Five Tips To Developing Your Company’s Identity
Your company is just like you. It has its own unique style, or at least it should. Let’s think about a few companies who have a distinct style. Menards and Starbucks stand out in my mind as polar opposites in terms of style, but both have a good handle on what their identity is. Menards has a style that screams inexpensive and folksy. As soon as you flip through the newspaper, you can pick out the green/yellow/orange Menards flyer from across the room. Starbucks has a totally different identity, which feels more sophisticated and trendy. When you see any type of Starbucks advertising or visit their website, you immediately know that it’s Starbucks.
How can you develop your company’s identity? Here are five tips:
1. Remember your “why.” One of my favorite business books is Start with Why by Simon Sinek. If you haven’t read it, the basic premise of the book is this: “People don’t buy what you do, they buy why you do it.” Every decision that you make should run through this filter. Spend some time thinking about why you started your company, or started working for your company. While it’s important to adapt to change, it’s vital that you keep your “why” at the center of what you do and how your company appears. This will help you define how to move forward with sharing your company’s identity with your community.
2. Logo, Logo, Logo. Your logo is a big deal. Be a little militant about how it appears. Know what colors it is and only allow it to appear in those colors (and black or white when needed). Don’t stretch it, crunch it, or anything like that and don’t let anyone else do that either. Make sure you have a high resolution version of your logo so that it always appears crisp and professional. If your logo can’t be seen clearly in the size you need for a promotional item, etc., just use your name in your font. Speaking of which…

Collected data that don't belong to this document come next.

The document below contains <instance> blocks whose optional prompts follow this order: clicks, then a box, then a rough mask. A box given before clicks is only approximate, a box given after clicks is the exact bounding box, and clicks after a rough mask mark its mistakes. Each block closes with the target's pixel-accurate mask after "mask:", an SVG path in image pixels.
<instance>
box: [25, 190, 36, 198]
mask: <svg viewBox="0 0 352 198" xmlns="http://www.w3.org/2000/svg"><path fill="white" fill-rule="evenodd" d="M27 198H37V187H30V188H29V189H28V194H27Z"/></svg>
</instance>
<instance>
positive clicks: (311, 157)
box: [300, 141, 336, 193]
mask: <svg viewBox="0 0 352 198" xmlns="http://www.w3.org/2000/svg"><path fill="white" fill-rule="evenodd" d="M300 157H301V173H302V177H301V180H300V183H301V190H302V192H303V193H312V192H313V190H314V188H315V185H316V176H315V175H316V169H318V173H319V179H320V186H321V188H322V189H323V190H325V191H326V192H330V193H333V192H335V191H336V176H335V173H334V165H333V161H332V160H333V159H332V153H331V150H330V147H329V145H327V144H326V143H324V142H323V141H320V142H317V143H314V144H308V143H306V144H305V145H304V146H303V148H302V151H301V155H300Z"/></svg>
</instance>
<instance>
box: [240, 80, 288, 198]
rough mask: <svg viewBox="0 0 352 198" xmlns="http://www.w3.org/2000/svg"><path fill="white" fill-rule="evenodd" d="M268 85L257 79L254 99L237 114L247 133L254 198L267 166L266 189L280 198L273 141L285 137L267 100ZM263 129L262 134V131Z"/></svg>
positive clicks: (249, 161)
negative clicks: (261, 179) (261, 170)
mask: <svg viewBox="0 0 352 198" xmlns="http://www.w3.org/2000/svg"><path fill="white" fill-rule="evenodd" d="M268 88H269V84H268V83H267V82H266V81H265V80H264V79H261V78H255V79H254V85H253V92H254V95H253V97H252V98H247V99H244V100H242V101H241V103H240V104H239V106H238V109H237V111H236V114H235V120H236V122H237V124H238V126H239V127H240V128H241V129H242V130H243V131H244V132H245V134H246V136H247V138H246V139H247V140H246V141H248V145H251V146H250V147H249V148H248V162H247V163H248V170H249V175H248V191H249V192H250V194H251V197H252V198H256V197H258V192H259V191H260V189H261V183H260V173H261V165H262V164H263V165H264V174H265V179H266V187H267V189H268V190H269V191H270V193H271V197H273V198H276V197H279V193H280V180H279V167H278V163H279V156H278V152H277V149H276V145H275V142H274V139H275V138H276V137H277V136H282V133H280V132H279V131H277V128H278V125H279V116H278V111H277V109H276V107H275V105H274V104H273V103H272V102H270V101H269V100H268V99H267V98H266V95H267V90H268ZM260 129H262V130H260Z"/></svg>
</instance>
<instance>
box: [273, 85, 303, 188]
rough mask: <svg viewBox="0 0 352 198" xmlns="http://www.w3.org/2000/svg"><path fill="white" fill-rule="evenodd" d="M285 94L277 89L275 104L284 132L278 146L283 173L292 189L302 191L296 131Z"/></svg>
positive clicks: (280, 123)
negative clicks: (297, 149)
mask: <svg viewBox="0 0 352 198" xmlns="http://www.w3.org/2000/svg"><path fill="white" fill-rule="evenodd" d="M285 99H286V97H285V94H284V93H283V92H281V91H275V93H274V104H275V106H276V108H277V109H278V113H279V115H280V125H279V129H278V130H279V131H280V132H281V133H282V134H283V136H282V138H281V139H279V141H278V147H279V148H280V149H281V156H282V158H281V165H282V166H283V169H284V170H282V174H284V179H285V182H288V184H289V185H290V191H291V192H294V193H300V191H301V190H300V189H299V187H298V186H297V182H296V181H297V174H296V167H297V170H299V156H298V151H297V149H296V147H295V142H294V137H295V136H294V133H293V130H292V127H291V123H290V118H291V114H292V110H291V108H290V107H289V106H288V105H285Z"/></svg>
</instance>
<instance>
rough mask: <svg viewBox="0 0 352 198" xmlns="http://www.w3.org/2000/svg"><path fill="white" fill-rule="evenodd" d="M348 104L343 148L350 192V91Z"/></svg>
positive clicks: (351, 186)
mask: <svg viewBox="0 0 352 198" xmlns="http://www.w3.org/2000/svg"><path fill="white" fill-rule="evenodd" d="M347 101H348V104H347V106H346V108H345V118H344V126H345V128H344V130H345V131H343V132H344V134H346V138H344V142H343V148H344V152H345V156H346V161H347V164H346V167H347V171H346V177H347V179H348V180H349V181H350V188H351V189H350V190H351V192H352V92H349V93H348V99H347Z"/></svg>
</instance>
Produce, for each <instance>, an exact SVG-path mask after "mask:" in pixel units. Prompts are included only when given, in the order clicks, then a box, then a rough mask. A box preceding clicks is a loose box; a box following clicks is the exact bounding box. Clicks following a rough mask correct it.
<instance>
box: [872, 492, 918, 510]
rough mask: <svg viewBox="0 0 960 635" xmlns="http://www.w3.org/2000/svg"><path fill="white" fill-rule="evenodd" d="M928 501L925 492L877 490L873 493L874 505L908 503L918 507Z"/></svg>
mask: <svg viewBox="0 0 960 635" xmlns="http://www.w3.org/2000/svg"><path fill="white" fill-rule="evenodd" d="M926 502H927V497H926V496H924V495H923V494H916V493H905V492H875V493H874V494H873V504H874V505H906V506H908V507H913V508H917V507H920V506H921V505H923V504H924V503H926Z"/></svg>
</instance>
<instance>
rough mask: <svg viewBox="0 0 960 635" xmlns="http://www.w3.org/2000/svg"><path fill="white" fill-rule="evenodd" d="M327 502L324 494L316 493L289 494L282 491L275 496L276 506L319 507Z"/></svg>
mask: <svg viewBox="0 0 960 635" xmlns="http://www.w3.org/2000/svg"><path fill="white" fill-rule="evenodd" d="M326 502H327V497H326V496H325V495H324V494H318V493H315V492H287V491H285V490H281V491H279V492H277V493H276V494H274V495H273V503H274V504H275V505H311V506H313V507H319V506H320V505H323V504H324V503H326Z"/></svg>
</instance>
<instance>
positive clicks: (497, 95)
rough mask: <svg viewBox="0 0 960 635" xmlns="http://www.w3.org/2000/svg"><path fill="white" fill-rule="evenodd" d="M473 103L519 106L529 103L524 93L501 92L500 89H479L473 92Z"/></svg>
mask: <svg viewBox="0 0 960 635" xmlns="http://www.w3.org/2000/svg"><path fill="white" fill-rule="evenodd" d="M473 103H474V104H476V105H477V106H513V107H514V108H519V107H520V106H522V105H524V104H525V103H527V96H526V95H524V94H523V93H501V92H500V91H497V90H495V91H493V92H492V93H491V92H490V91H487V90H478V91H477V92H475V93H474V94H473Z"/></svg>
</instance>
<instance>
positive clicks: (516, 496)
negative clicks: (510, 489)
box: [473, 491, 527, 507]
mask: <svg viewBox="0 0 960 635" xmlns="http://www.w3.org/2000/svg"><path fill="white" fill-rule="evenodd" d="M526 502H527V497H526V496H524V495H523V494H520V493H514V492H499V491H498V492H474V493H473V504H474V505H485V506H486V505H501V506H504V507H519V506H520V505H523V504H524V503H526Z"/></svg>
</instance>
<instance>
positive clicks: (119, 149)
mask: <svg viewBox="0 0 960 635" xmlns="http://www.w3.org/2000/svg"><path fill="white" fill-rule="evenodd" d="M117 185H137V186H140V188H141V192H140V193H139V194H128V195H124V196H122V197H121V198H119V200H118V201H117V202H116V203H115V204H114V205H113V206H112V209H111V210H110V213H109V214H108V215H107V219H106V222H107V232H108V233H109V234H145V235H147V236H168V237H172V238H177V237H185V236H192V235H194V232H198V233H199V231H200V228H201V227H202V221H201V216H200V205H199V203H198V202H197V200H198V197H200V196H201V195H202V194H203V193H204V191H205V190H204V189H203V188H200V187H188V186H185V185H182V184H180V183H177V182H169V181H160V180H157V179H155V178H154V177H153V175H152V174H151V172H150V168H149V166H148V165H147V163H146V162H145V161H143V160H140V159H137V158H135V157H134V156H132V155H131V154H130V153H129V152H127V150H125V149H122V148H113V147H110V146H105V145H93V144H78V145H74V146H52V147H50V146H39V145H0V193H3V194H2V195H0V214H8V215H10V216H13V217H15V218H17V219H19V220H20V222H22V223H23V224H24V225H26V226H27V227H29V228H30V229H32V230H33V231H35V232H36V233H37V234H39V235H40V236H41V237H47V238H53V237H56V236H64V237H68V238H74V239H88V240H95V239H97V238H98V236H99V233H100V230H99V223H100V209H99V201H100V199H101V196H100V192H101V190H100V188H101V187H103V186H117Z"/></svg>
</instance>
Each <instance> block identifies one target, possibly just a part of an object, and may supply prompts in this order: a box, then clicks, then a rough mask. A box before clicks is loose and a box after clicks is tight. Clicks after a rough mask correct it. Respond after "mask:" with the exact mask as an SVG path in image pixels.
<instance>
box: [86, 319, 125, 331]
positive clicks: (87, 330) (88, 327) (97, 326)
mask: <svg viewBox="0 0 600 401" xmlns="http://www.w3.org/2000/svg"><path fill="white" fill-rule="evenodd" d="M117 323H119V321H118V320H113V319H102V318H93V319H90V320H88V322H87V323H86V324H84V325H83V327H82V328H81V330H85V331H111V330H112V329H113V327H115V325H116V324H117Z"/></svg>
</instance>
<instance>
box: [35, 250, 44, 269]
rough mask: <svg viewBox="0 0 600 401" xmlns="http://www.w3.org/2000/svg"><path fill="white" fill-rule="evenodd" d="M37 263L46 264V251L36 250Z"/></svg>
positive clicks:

3. Fonts and colors help tell your story. Can you imagine Starbucks using a Comic Sans font? (I’d rather not imagine anyone using this font, but that’s a story for another time…) What if Menards started using muted pastels in all of their ads? Carefully consider what fonts and colors to use in your promotional material.
It’s a good idea to find a font family or two that matches who you are and use those fonts for everything. It also saves you a ton of time when you have to produce something quickly…your days of scrolling through font lists are over. Pick a color palette that represents you well. Your logo colors should be central in this palette. Use these colors on your website, on any print materials, and even in the apparel your employees wear.
4. Picture this. There is no substitute for professional photography. Yeah, we’re in the age of the selfie and a time when our phones have phenomenal cameras. Stock photography and Google images make it so simple to pick up just the right image that you need, right? There are times when a photo from your phone might be ok and there might be a few times when you have to fall back on a stock photo. Having well-lit, sharp photos to use on your website and in your promotional campaigns is simply priceless. Find a photographer who can work within your company’s budget and have a set of photos taken at least every two years.
5. Your social strategy is where your identity shines. Don’t leave your business identity behind when you log into your company’s social media accounts. Be sure that your page banners and icons reflect your identity. Your audience should know it’s your message as soon as they see the image or start reading the content. Follow other blogs that line up with your company’s “why” and share those blogs on your accounts. Come up with engaging graphics using your photos, fonts, and colors to help jazz up a hum-drum company announcement.
Use a voice that complements your identity. Don’t sound stuffy if you’re a more casual company, and don’t sound like a surfer dude if you’re a professional-minded organization.
With all of that said, the main thing to remember is to trust your gut when it comes to your corporate identity. If you feel like something doesn’t represent your company’s style well, don’t hesitate to say something or change it. After all, who knows your company’s identity better than you?